Der Vorsitzer: Landgerichtsdirektor Dr. Rothaug, die Beisitzer: Landgerichtsräte Dr. Ferber u. Dr. Hoffmann, der Staatsanwalt für das Sondergericht: Staatsanwalt Markl, und als Urkundsbeamter der Geschäftsstelle: Justizsekretär Raisin

zu Recht wie folgt: Katzenberger Lehmann Israel, gen. Leo, Rasse- und Bekenntnisjude, geb. am 25. November 1873 in Maßbach, verh. Kaufmann in Nürnberg.

S e i l e r, Irene, geb. Scheffler geb. am 26. April 1910 in Guben, verh. Photogeschäftsinhaberin in Nürnberg.

beide in dieser Sache in Untersuchungshaft werden verurteilt:

Katzenberger:

wegen eines Verbrechens nach § 2, rechtlich zusammentreffend mit einem Verbrechen nach § 4 der VO. gegen Volksschädlinge in Verbindung mit einem Verbrechen der Rassenschande.

zum Tode

unter Aberkennung der in §§ 32-34 des StGB bezeichneten Rechte auf Lebenszeit.

Seiler: wegen eines Verbrechens des Zeugenmeineides

zur Zuchthausstrafe von zwei Jahren

unter Aberkennung der bürgerlichen Ehrenrechte auf die Dauer von zwei Jahren.

Drei Monate der erlittenen Untersuchungshaft werden auf die Strafe der Angeklagten Seiler angerechnet.

Die Angeklagten tragen die Kosten.

Gründe:

I.

1.) Der Angeklagte Katzenberger ist staatsangehöriger Volljude; er gehört der jüdischen Religionsgemeinschaft an.

Nach der Abstammungsseite ergibt ein Auszug aus dem GeburtsRegister für die jüdische Gemeinde in Maßbach, daß der Angeklagte am 25. November 1873 als Sohn des Handelsmannes Louis David Katzenberger und seiner Ehefrau Helene, geb. Adelberg, geboren wurde. Der am 30. Juni 1838 in Maßbach geborene Vater des Angeklagten war nach einem Auszug aus der Judematrikel Thundorf der eheliche Sohn des Kunstwebers David Katzenberger und seiner Ehefrau Karoline Lippig; die am 14. Juni 1847 in Aschbach geborene Lena Adelberg - Mutter des Angeklagten - war nach einem Auszug aus der Geburtsmatrikel der israelitischen Kultusgemeinde Aschbach die eheliche Tochter des Händlers Adelberg Lehmann und seiner Ehefrau Lea. Die Eltern des Angeklagten wurden ausweislich eines Auszuges aus der Judenmatrikel Thundorf am 3. Dezember 1867 vom Distriktsrabbiner in Schweinfurt verehelicht. Die Großeltern des Angeklagten väterlicherseits schlossen nach einem Auszug aus der Judenmatrikel Thundorf am 3. April 1832 in Werneck die Ehe; die Großeltern mütterlicherseits verehelichten sich nach einem Auszug aus dem Trauregister der israel. Kultusgemeinde Aschbach am 14. August 1836.

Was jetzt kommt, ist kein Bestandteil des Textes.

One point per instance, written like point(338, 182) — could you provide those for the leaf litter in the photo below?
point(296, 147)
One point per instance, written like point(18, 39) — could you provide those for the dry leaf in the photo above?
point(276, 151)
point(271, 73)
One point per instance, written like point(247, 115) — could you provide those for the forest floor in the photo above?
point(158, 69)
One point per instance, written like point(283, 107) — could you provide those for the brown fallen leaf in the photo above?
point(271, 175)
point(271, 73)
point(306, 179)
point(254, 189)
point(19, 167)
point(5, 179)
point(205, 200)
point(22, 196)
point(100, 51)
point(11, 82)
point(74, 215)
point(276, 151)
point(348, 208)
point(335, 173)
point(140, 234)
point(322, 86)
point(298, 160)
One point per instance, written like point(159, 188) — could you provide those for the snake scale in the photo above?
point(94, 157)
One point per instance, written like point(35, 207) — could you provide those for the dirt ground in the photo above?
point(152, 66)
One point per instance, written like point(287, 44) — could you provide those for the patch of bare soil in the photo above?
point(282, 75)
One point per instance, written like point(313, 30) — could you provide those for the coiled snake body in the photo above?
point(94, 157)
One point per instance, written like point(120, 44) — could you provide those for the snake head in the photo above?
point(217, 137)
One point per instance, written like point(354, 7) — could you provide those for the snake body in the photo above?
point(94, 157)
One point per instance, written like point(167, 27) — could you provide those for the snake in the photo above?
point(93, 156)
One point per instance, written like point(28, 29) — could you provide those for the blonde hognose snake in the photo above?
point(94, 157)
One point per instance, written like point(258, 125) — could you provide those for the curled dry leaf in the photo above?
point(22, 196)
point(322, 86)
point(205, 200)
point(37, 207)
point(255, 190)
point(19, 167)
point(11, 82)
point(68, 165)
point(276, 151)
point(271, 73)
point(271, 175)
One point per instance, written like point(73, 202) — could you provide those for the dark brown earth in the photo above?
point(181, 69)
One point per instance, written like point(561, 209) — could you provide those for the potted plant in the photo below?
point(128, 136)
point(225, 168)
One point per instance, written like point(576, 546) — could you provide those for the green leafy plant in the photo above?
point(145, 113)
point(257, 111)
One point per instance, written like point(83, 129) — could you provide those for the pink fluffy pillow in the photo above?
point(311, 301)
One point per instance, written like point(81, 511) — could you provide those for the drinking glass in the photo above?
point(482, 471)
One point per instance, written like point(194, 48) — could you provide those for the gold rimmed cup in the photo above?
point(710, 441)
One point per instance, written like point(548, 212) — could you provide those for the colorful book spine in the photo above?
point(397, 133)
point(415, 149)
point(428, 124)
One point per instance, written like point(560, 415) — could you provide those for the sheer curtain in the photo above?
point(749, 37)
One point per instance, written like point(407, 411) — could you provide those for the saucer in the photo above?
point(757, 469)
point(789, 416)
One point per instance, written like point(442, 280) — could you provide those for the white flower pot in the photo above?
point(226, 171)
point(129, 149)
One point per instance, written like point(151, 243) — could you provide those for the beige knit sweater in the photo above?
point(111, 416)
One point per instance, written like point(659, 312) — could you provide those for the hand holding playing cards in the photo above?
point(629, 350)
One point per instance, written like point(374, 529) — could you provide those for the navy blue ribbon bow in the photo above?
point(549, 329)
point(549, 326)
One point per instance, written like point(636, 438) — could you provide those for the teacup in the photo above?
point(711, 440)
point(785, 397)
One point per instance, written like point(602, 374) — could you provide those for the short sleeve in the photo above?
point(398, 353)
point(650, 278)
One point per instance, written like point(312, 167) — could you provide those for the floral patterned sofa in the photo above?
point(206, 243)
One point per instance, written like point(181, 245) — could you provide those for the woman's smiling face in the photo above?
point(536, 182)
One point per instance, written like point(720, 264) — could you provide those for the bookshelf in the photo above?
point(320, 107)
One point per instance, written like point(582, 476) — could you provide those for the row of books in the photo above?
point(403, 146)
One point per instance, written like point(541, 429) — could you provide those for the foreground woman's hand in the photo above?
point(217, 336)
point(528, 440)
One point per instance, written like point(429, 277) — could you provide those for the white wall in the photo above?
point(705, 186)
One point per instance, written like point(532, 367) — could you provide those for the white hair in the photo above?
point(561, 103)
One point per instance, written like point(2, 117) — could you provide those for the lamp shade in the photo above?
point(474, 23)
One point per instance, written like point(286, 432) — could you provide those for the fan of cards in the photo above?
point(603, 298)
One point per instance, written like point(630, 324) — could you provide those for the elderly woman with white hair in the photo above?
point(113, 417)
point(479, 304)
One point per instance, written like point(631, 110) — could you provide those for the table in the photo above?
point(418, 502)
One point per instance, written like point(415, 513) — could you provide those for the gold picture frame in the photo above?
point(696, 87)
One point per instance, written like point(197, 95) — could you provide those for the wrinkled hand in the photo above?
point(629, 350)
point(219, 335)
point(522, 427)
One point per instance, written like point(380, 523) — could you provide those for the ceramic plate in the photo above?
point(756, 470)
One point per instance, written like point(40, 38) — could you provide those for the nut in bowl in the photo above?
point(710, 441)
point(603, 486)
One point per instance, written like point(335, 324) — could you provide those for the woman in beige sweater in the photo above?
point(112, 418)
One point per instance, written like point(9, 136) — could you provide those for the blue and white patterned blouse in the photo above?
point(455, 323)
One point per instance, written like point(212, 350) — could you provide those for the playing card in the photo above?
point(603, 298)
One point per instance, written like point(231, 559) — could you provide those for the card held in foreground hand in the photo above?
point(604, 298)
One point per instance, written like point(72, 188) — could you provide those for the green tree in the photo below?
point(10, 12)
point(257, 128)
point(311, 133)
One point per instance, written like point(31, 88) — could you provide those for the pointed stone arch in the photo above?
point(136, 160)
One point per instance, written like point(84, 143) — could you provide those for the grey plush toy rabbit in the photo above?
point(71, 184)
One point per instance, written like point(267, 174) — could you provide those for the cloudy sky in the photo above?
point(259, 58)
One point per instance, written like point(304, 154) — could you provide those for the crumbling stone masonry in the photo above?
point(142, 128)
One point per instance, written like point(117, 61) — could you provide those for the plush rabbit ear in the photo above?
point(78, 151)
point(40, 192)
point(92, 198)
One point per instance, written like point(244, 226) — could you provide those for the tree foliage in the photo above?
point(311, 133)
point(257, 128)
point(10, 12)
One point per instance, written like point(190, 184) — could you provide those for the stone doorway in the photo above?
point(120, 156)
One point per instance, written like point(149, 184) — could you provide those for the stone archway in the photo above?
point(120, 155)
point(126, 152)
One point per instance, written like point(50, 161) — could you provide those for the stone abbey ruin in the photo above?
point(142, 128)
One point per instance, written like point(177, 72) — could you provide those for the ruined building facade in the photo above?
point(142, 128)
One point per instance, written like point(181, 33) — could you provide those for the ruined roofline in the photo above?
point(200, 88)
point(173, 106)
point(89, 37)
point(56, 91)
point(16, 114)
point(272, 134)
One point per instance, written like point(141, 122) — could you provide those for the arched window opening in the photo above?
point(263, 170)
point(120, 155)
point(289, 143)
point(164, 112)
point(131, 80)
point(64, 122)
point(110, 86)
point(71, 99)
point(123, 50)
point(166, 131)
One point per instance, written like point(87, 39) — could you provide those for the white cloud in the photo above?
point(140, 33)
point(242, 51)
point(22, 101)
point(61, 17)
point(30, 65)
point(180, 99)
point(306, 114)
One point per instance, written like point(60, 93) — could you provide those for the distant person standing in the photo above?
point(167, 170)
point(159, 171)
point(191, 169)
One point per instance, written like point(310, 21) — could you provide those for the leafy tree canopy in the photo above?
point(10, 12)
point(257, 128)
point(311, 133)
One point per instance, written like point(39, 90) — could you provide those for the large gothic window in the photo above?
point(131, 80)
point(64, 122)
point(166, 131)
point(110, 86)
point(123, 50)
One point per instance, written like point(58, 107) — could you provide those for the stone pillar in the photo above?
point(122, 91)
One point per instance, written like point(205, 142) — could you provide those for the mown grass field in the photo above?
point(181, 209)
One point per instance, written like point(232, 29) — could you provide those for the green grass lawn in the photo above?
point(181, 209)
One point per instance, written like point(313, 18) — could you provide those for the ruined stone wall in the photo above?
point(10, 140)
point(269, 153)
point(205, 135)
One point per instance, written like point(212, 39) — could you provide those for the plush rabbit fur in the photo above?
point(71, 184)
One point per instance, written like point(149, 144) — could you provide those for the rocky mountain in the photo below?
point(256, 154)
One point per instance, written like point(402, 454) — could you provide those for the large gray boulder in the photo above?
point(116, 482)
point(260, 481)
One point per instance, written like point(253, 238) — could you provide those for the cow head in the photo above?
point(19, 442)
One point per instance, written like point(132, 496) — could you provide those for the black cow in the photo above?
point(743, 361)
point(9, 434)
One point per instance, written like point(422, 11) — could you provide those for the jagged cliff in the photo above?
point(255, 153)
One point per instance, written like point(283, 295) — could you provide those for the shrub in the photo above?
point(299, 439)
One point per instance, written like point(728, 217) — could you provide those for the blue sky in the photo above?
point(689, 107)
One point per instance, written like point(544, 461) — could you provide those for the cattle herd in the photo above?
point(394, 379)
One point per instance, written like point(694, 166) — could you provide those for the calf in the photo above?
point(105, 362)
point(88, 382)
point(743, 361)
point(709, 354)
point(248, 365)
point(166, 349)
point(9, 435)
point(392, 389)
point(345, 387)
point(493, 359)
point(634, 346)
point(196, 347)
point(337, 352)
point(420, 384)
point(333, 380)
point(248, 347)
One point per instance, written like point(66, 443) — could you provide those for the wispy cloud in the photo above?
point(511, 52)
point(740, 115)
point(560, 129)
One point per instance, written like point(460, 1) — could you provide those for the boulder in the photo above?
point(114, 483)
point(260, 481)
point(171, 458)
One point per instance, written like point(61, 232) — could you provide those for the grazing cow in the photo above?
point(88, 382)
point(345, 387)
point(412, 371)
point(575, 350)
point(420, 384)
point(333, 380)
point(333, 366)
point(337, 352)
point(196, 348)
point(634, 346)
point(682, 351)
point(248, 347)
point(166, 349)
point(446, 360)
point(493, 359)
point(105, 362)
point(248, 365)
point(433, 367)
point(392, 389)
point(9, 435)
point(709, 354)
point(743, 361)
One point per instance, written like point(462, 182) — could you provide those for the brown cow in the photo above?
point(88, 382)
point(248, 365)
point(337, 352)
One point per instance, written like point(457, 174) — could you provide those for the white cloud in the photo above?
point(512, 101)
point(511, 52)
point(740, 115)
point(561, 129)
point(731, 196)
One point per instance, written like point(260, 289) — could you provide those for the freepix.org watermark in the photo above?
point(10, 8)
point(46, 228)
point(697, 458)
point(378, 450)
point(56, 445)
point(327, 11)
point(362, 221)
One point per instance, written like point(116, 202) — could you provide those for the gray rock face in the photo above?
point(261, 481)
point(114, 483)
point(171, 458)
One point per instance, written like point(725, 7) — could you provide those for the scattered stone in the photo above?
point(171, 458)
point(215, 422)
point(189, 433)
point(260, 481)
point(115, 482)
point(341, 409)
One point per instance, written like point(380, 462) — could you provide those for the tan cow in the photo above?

Dem Auszug aus dem Trauregister der israelitischen Kultusgmeinde Aschbach über die Eheschließung der Großeltern mütterlicherseits ist zu entnehmen, daß die im Jahr 1809 in Aschbach geborene Bela = Lea Seemann der jüdischen Religionsgemeinschaft angehört hat. Nach der Bekenntnisseite geben die erwähnten Abstammungsurkunden keine weiteren Auskünfte darüber, daß Eltern- oder Großelternteile sich zu dem mosaischen Glauben bekannt haben.

Der Angeklagte selbst erklärt, daß er mit Sicherheit sagen könne, daß alle seine 4 Großelternteile dem mosaischen Glauben angehört haben. Seine Großmütter habe er noch persönlich gekannt; die beiden Großväter seien auf jüdischen Friedhöfen beerdigt. Ebenso wie er selbst, gehörten seine beiden Eltern der mosaischen Religionsgemeinschaft an.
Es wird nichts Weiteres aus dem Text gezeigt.